Four breast datasets exhibit significant distribution variations, such as source-specific noise and artifacts (similar heterogeneity in thyroid datasets). To validate COME's generalizability, we randomly train on the BUSI and test directly on the other three breast datasets. The performance comparison of DINO (non-MoE setup), DAMEX and our COME is demonstrated in Tab. 5.

Table 5. - The zero-shot domain adaptation ability of the proposed COME.
Method (Train on BUSI)	BUSI	BUV	BUSBRA	BUSC
DINO	0.418	0.481	0.357	0.043
DAMEX	0.327	0.409	0.344	0.115
COME (Fine2Coarse)	0.508	0.561	0.410	0.297

Q2: How Do Feature Representations Evolve Across Clustering Stages?

The proposed COME achieved optimal performance with its Fine2Coarse clustering strategy. As shown in Fig. 6, we visualized feature distributions across three stages: pre-clustering, post fine-grained clustering (16 centers), and final coarse-grained clustering with 8 centers.

Fig. 6 Feature Visualization of Fine2Coarse Clustering.

Simultaneously, we implement a five-step clustering, visualizing three of these steps in the Fig. 7.

Fig. 7 Feature Visualization of Multi-Step Clustering.

Conclusion

This study proposes a dual structure-semantic learning framework for multiple heterogeneous US analysis, demonstrating superior performance in lesion detection. Addressing multi-source data characteristics, we innovatively design two shared experts to construct a universal feature space by integrating structural invariance and semantic consistency, supporting source-specific feature mining.

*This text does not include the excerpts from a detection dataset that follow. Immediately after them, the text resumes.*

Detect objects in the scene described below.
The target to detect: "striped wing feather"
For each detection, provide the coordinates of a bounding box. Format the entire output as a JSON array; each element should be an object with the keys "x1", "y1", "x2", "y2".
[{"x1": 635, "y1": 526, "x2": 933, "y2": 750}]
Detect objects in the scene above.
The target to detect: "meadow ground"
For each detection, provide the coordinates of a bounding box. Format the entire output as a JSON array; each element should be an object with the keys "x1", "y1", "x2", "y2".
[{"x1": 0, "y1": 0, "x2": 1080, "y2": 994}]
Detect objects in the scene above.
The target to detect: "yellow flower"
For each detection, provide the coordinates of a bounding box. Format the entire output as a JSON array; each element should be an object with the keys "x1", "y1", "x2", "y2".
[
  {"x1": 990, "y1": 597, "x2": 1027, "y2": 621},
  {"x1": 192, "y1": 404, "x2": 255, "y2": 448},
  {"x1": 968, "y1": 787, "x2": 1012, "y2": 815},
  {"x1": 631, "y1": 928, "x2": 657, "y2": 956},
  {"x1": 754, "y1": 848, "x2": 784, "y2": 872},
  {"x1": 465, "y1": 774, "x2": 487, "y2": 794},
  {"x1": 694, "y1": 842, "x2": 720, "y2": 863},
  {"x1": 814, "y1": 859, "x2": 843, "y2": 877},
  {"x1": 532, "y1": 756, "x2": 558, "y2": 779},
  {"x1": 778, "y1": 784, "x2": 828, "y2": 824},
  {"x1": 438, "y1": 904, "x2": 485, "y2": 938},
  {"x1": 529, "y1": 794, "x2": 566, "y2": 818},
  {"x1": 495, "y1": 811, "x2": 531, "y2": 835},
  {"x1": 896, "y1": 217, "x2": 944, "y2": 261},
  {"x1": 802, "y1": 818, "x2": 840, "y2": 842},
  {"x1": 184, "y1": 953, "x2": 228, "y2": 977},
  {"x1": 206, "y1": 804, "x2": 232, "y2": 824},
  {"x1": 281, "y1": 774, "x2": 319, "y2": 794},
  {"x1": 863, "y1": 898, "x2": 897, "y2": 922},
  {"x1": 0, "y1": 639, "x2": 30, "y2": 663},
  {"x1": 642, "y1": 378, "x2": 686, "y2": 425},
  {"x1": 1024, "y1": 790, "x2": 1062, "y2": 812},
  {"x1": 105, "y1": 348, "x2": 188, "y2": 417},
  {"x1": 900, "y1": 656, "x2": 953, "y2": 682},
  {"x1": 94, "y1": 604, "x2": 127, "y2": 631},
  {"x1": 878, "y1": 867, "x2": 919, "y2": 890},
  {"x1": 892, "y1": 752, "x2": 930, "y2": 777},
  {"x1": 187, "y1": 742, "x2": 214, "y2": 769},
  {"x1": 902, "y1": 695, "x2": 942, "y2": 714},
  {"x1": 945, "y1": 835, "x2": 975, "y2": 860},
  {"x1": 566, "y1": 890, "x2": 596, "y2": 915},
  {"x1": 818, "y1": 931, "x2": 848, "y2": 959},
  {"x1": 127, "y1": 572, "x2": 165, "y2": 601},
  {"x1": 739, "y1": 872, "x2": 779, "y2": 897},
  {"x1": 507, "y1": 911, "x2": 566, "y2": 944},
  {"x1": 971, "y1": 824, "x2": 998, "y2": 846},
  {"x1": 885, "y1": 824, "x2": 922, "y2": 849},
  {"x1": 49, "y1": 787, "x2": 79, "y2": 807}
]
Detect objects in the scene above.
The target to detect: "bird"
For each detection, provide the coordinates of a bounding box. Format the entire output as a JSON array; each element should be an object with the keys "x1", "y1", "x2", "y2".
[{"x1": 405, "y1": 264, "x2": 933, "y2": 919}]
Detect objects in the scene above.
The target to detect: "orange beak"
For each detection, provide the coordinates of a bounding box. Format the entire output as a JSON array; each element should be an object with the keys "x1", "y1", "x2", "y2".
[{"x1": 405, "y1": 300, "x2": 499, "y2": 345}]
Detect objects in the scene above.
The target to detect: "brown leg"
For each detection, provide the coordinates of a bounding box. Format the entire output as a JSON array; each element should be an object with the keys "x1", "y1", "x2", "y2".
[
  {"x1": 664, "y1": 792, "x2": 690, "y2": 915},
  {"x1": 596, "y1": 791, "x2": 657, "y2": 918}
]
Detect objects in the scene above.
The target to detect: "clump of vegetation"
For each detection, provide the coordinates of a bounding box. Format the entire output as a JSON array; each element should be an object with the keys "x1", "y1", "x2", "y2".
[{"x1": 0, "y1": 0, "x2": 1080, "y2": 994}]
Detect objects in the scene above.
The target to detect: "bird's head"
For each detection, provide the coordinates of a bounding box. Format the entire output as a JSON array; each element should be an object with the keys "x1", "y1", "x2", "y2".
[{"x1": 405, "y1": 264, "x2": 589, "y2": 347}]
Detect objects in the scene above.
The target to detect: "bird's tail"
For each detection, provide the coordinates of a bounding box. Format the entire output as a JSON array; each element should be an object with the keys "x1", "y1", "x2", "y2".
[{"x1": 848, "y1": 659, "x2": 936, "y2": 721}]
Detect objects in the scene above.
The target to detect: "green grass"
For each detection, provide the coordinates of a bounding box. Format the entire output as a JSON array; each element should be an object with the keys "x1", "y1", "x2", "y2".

Then a source-specific expert routing module employs clustering for feature decoupling, enhanced by traceability loss to reinforce expert specialization and ensure consistent data routing. Additionally, empirical results validate the effectiveness of intra-/inter-organ data integration strategies, offering new perspectives for the US analysis community, particularly given the increasing availability of public datasets.